Chronique : La musique tchadienne meurt dans le silence parce qu’elle n’a jamais été considérée comme un véritable levier de développement

La musique tchadienne, autrefois vibrante et chargée d’âme, s’éteint lentement dans un silence aussi pesant qu’inquiétant. Il s’agit d’une ‘’agonie culturelle’’, de l’art livré à lui-même et surtout oublié par les pouvoirs publics, et délaissé par un public qui se tourne vers l’extérieur.

Jadis, la musique tchadienne se passionnait comme un miroir du peuple tchadien : elle racontait ses luttes, ses espoirs, sa joie de vivre. Des pionniers comme le groupe Matania, les icones comme Talino Manu, Sultan ou encore les groupes traditionnels des régions du Logone, du Guéra ou du Mayo-Kebbi ont façonné des sonorités uniques, portées par la fierté d’une identité culturelle forte. Aujourd’hui, cette richesse peine à se faire entendre. La vérité est simple : l’environnement politique tchadien enterre la musique.

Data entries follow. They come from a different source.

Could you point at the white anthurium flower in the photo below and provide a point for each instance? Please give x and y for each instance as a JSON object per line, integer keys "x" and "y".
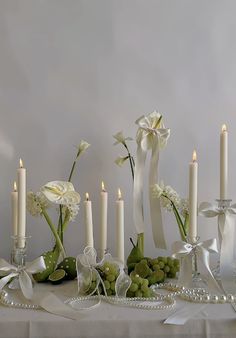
{"x": 120, "y": 138}
{"x": 35, "y": 202}
{"x": 83, "y": 146}
{"x": 121, "y": 160}
{"x": 61, "y": 192}
{"x": 150, "y": 127}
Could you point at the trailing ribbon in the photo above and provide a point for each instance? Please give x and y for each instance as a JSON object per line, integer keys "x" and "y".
{"x": 86, "y": 269}
{"x": 226, "y": 230}
{"x": 151, "y": 135}
{"x": 24, "y": 274}
{"x": 184, "y": 251}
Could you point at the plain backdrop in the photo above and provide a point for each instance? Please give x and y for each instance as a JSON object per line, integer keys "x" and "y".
{"x": 86, "y": 69}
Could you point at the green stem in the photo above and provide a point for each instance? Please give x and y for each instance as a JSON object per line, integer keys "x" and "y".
{"x": 183, "y": 233}
{"x": 54, "y": 231}
{"x": 140, "y": 242}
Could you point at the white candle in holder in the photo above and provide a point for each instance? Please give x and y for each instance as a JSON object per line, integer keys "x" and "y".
{"x": 21, "y": 228}
{"x": 14, "y": 204}
{"x": 193, "y": 176}
{"x": 120, "y": 227}
{"x": 223, "y": 162}
{"x": 103, "y": 229}
{"x": 88, "y": 221}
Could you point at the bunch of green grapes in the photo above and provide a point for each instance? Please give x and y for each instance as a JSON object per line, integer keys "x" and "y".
{"x": 168, "y": 265}
{"x": 139, "y": 286}
{"x": 108, "y": 272}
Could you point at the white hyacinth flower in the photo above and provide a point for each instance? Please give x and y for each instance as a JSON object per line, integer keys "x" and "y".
{"x": 35, "y": 202}
{"x": 61, "y": 192}
{"x": 83, "y": 146}
{"x": 121, "y": 160}
{"x": 120, "y": 138}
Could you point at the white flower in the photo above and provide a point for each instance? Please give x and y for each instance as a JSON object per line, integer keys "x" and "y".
{"x": 150, "y": 127}
{"x": 121, "y": 160}
{"x": 61, "y": 192}
{"x": 73, "y": 210}
{"x": 184, "y": 207}
{"x": 35, "y": 202}
{"x": 157, "y": 190}
{"x": 120, "y": 138}
{"x": 83, "y": 146}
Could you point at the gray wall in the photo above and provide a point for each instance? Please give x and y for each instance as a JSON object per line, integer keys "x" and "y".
{"x": 87, "y": 69}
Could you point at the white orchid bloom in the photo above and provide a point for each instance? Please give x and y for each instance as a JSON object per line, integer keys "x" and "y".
{"x": 120, "y": 138}
{"x": 121, "y": 160}
{"x": 83, "y": 146}
{"x": 150, "y": 127}
{"x": 61, "y": 192}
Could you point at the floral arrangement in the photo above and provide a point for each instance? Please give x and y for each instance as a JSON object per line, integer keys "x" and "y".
{"x": 171, "y": 201}
{"x": 62, "y": 195}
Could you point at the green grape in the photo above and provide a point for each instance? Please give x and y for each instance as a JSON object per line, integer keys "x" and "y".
{"x": 107, "y": 284}
{"x": 130, "y": 294}
{"x": 142, "y": 269}
{"x": 156, "y": 267}
{"x": 161, "y": 264}
{"x": 166, "y": 268}
{"x": 145, "y": 282}
{"x": 113, "y": 285}
{"x": 94, "y": 276}
{"x": 111, "y": 278}
{"x": 138, "y": 293}
{"x": 109, "y": 292}
{"x": 133, "y": 287}
{"x": 144, "y": 288}
{"x": 147, "y": 293}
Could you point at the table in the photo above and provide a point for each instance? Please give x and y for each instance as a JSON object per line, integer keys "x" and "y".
{"x": 218, "y": 321}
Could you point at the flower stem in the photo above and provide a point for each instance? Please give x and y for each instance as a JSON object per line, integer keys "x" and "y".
{"x": 54, "y": 231}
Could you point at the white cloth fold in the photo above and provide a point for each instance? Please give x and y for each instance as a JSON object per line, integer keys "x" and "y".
{"x": 226, "y": 230}
{"x": 24, "y": 274}
{"x": 185, "y": 251}
{"x": 151, "y": 135}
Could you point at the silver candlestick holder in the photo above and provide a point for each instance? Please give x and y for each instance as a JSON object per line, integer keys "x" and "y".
{"x": 223, "y": 205}
{"x": 18, "y": 253}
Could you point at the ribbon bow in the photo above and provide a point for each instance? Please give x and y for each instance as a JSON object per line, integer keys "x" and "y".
{"x": 226, "y": 231}
{"x": 24, "y": 274}
{"x": 151, "y": 135}
{"x": 86, "y": 271}
{"x": 184, "y": 251}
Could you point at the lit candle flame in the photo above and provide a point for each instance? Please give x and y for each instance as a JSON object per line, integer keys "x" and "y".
{"x": 103, "y": 186}
{"x": 119, "y": 194}
{"x": 224, "y": 128}
{"x": 194, "y": 156}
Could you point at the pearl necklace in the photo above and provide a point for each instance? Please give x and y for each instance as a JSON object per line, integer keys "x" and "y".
{"x": 167, "y": 301}
{"x": 197, "y": 295}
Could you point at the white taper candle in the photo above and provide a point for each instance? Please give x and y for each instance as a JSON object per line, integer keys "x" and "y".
{"x": 120, "y": 227}
{"x": 21, "y": 228}
{"x": 88, "y": 221}
{"x": 223, "y": 162}
{"x": 193, "y": 177}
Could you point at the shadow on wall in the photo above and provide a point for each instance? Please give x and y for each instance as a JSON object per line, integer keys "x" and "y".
{"x": 11, "y": 74}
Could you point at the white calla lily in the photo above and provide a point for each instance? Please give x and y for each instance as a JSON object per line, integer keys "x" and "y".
{"x": 61, "y": 192}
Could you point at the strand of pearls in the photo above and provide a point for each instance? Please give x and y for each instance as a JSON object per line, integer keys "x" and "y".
{"x": 4, "y": 299}
{"x": 197, "y": 295}
{"x": 167, "y": 301}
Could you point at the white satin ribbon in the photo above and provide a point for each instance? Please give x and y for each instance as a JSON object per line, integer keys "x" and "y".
{"x": 149, "y": 137}
{"x": 86, "y": 266}
{"x": 184, "y": 251}
{"x": 24, "y": 274}
{"x": 226, "y": 230}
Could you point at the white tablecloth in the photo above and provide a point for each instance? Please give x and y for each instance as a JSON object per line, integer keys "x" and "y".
{"x": 114, "y": 321}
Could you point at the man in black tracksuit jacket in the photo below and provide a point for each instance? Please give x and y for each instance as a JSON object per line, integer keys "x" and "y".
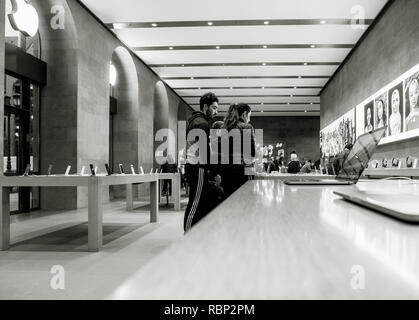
{"x": 196, "y": 167}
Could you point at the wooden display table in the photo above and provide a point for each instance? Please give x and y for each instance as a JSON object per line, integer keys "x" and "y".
{"x": 273, "y": 241}
{"x": 289, "y": 176}
{"x": 391, "y": 172}
{"x": 95, "y": 193}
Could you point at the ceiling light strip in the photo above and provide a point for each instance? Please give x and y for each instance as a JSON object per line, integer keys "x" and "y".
{"x": 231, "y": 23}
{"x": 241, "y": 64}
{"x": 245, "y": 77}
{"x": 246, "y": 46}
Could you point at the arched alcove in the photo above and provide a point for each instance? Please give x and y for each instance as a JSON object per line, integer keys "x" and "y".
{"x": 123, "y": 123}
{"x": 161, "y": 118}
{"x": 59, "y": 99}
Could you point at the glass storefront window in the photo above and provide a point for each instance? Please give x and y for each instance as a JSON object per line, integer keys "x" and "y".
{"x": 21, "y": 138}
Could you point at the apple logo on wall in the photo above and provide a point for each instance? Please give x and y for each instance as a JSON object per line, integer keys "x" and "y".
{"x": 24, "y": 18}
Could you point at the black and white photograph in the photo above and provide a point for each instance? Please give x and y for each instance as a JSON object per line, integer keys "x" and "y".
{"x": 217, "y": 159}
{"x": 396, "y": 103}
{"x": 381, "y": 111}
{"x": 411, "y": 89}
{"x": 369, "y": 116}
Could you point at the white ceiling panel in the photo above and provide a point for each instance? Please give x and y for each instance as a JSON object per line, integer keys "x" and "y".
{"x": 263, "y": 35}
{"x": 258, "y": 107}
{"x": 247, "y": 92}
{"x": 246, "y": 71}
{"x": 267, "y": 99}
{"x": 185, "y": 40}
{"x": 193, "y": 10}
{"x": 265, "y": 82}
{"x": 247, "y": 55}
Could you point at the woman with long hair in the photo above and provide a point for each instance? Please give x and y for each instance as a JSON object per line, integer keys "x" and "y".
{"x": 240, "y": 130}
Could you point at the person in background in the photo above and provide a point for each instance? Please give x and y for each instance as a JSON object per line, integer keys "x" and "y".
{"x": 279, "y": 163}
{"x": 412, "y": 121}
{"x": 168, "y": 167}
{"x": 338, "y": 160}
{"x": 396, "y": 117}
{"x": 200, "y": 203}
{"x": 307, "y": 167}
{"x": 294, "y": 166}
{"x": 317, "y": 164}
{"x": 369, "y": 127}
{"x": 234, "y": 174}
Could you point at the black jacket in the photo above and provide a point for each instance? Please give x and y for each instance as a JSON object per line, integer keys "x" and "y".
{"x": 243, "y": 128}
{"x": 198, "y": 120}
{"x": 294, "y": 167}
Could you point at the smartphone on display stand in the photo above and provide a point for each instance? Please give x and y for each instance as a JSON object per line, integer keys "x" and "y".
{"x": 132, "y": 169}
{"x": 27, "y": 170}
{"x": 92, "y": 170}
{"x": 108, "y": 170}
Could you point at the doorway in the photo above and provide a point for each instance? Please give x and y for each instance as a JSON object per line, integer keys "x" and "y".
{"x": 21, "y": 140}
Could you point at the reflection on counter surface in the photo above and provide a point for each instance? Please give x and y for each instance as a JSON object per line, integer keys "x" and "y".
{"x": 392, "y": 242}
{"x": 273, "y": 241}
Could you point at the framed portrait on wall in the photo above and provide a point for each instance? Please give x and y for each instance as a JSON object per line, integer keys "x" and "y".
{"x": 411, "y": 93}
{"x": 381, "y": 111}
{"x": 369, "y": 117}
{"x": 396, "y": 107}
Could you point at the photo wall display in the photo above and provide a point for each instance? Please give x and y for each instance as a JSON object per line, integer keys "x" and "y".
{"x": 337, "y": 135}
{"x": 395, "y": 106}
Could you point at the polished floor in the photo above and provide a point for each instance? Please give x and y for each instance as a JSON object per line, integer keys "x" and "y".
{"x": 42, "y": 240}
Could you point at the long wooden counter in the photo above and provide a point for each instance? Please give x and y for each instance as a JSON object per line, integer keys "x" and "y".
{"x": 95, "y": 194}
{"x": 272, "y": 241}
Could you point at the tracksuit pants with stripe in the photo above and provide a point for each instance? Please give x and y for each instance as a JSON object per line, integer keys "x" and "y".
{"x": 200, "y": 202}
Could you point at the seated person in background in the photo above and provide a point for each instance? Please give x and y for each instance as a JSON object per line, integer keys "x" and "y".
{"x": 279, "y": 162}
{"x": 307, "y": 167}
{"x": 271, "y": 165}
{"x": 168, "y": 167}
{"x": 294, "y": 166}
{"x": 338, "y": 160}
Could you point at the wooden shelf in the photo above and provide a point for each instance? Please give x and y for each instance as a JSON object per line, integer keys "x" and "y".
{"x": 392, "y": 172}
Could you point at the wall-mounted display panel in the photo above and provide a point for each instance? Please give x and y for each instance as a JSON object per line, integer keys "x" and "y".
{"x": 395, "y": 106}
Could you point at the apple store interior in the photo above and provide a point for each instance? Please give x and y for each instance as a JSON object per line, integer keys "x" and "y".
{"x": 209, "y": 150}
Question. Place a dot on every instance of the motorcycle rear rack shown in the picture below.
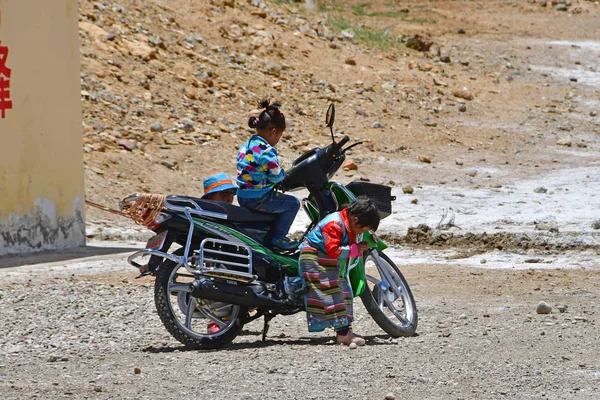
(213, 260)
(243, 261)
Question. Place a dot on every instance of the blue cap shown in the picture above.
(218, 182)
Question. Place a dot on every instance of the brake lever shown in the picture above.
(351, 146)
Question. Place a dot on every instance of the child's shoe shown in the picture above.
(285, 243)
(349, 339)
(213, 328)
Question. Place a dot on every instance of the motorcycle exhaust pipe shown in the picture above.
(248, 296)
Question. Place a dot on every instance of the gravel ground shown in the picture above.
(88, 329)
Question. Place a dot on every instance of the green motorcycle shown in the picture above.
(222, 275)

En effet, la culture, en général, n’a jamais été considérée comme un véritable levier de développement que ce soit dans le cinéma ou de la musique. Elle reste reléguée au second plan, sans politique claire, sans stratégie nationale de valorisation, et sans mécanismes durables de financement. Les rares projets soutenus le sont souvent pour des raisons d’image ou d’opportunisme politique, plutôt que par conviction artistique. Résultat : les artistes s’autocensurent, les créations perdent de leur profondeur, et l’art devient tiède, privé de souffle et d’audace. Mais tout ne vient pas que de la chose politique. Le show-buzz tchadien souffre d’un mal interne : l’amateurisme généralisé. Les managers, pour la plupart autodidactes, manquent de formation et de vision. Ils sont tellement affamés qu’ils ne pensent qu’à s’enrichir grâce aux œuvres de l’esprit des artistes. Pareille pour les studios de production qui ne respectent pas toujours les standards professionnels. On enregistre un son, on le publie sur Facebook, on obtient quelques likes… et c’est tout. Aucun suivi, aucune planification, aucun développement d’image ou de marque artistique.

En réalité, les jeunes artistes tchadiens portent des grands rêves, mais trop souvent, ils finissent par abandonner, après un ou deux singles, faute de moyens et de reconnaissance. Certains sombrent dans la frustration, d’autres s’expatrient ou changent de voie. C’est dans ce chaos, les musiques étrangères envahissent nos ondes, nos soirées et nos écrans.
Les sons venus du Nigeria, de la Côte d’Ivoire, du Cameroun, du Congo ou du Ghana dominent, pendant que les artistes tchadiens restent confinés à la marge.
La musique tchadienne meurt parce que personne ne l’écoute plus. Elle meurt dans l’indifférence, dans le désordre, dans le manque de respect de la profession.